The rest of the land around there just sort of folded up or spread out to use the available space. Hereford and Shrewsbury became coastal towns. Liverpool got somehow closer to Dublin and further from Manchester. The Severn Road Bridge ended mysteriously at Beachley. The BBC found new actors for Doctor Who (normally filmed in Cardiff) and restarted production in White City, London.
And apart from that, the world continued much as it had before. Some modern-day druids claimed to be able to see Wales from the new coast, sort of thin, edge-on, and only when they held bundles of specially-selected herbs and twisted their heads in certain ways. They set up booths and charged people to teach them how to look, but what is there to see in a paper-thin sliver of Wales?

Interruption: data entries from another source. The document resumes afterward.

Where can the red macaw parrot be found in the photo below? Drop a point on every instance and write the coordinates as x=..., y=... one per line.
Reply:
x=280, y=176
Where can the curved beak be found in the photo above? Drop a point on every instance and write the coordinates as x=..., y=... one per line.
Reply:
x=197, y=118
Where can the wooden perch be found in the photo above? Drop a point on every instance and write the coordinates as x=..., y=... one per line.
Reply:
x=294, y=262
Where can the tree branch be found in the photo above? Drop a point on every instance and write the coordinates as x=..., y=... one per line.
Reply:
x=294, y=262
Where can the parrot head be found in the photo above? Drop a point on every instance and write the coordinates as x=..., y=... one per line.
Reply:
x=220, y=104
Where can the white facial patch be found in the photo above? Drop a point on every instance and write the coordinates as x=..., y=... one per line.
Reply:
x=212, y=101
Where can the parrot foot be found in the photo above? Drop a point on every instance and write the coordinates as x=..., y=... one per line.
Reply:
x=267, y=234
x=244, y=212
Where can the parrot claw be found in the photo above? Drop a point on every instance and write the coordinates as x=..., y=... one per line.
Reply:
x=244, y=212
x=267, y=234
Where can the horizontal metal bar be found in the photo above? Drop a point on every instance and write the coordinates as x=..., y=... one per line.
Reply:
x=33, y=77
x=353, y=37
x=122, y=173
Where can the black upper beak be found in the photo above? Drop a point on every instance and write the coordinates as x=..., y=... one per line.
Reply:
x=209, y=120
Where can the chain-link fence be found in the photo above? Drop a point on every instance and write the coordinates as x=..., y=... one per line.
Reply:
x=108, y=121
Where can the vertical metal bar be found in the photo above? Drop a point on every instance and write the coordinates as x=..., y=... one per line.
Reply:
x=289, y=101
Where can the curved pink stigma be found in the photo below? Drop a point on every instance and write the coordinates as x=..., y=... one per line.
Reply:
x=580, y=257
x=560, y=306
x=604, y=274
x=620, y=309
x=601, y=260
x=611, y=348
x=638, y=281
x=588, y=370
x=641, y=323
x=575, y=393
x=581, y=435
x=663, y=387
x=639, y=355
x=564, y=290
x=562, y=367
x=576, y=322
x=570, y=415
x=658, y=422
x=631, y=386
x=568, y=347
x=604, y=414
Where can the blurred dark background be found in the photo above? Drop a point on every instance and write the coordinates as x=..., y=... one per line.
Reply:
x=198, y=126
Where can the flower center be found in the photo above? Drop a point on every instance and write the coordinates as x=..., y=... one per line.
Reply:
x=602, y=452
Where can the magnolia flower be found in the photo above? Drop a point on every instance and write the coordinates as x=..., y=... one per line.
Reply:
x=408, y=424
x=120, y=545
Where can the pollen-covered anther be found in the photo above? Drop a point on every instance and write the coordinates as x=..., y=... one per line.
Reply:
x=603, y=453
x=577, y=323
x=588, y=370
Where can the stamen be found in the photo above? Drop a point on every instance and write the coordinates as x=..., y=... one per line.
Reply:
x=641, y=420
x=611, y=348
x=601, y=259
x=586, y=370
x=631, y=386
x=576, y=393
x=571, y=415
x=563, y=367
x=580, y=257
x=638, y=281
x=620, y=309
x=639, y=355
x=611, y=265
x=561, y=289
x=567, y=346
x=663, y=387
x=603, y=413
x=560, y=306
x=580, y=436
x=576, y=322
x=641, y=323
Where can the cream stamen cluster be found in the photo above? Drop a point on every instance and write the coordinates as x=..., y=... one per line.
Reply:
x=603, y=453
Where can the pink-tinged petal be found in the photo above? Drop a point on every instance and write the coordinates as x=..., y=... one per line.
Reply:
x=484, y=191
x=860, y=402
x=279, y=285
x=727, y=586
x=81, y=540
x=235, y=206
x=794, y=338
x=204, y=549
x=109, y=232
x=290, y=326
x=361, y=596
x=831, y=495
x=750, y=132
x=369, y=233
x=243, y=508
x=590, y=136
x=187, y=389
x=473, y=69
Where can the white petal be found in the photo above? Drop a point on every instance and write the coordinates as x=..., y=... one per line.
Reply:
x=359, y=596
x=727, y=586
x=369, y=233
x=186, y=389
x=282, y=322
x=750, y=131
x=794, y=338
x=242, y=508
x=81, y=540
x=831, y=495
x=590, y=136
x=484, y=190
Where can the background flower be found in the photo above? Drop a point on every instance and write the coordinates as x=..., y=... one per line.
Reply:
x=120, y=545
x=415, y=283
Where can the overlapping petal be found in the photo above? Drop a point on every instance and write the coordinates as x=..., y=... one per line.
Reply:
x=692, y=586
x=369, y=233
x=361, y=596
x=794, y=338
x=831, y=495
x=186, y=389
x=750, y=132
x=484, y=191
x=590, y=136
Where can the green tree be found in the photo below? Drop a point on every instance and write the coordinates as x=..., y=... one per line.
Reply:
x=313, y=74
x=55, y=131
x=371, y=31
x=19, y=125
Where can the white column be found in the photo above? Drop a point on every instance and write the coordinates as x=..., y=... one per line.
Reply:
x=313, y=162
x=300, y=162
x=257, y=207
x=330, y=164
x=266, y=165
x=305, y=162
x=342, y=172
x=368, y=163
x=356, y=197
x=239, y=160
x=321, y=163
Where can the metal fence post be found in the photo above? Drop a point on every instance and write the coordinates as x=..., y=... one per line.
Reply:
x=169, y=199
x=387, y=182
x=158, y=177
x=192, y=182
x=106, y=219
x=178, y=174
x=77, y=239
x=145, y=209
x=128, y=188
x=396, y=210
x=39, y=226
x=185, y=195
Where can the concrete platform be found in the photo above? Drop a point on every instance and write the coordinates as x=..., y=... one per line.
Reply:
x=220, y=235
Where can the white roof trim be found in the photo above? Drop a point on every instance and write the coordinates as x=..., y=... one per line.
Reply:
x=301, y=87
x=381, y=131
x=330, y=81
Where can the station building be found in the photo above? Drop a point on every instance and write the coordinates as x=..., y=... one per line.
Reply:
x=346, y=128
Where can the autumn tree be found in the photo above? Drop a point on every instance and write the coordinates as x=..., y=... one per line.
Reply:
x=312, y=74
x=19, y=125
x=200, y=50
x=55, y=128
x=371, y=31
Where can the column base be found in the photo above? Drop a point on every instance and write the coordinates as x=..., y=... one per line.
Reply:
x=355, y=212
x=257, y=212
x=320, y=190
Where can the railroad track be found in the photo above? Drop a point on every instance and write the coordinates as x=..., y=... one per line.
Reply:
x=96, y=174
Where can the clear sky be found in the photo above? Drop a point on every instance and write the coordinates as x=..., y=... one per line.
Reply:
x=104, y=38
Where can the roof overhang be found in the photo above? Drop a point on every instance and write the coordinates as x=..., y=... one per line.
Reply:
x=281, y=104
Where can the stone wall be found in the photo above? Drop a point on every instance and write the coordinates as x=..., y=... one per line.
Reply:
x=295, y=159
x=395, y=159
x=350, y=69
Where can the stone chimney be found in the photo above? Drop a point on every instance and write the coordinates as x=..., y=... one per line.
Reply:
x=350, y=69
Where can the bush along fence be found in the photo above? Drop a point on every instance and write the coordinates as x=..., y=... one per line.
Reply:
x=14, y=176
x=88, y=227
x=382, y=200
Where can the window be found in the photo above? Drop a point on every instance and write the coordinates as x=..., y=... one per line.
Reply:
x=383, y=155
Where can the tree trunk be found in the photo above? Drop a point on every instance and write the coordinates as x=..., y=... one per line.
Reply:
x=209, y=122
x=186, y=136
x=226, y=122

A year later, most people had forgotten about Wales, except the druids, and a rather vocal minority in New South Wales who argued they should just be called "Wales" now that the original was lost. Some biologist in Germany claimed to have it figured out as some kind of cellular fission.
The druids suddenly started claiming something was happening, but nobody paid much attention except for the tabloids. Then the weather turned strange around the fissure. Rolling clouds seemed to fold in on themselves, the wind blew in from all directions, but not out again. Plants and trees leaned in towards where Wales used to be, and there was an almighty thunderclap, heard around the world... then nothing. As far as anyone could tell, nothing at all had happened.
Only the druids, holding their bundles of herbs, standing on one foot and turning their heads this way and that, claimed that anything was different. Wales, so they claimed, had separated for good - broken its umbilicus and ventured off, completely independent now. A new world of its own making, born from ours like a soap bubble dividing in two. Some tourists still came to have the druids show them the thin sliver of Wales through the crack in reality, but all they found were charlatans and t-shirt salesmen. The real druids, clearly, had better things to do than go looking for Wales when it didn't want to be found anymore.
Mokalus of Borg
PS - Inspired by the micronations of the world.
PPS - And also, probably, in counterpoint to A Heretic By Degrees, by Marie Brennan, about where worlds go to die.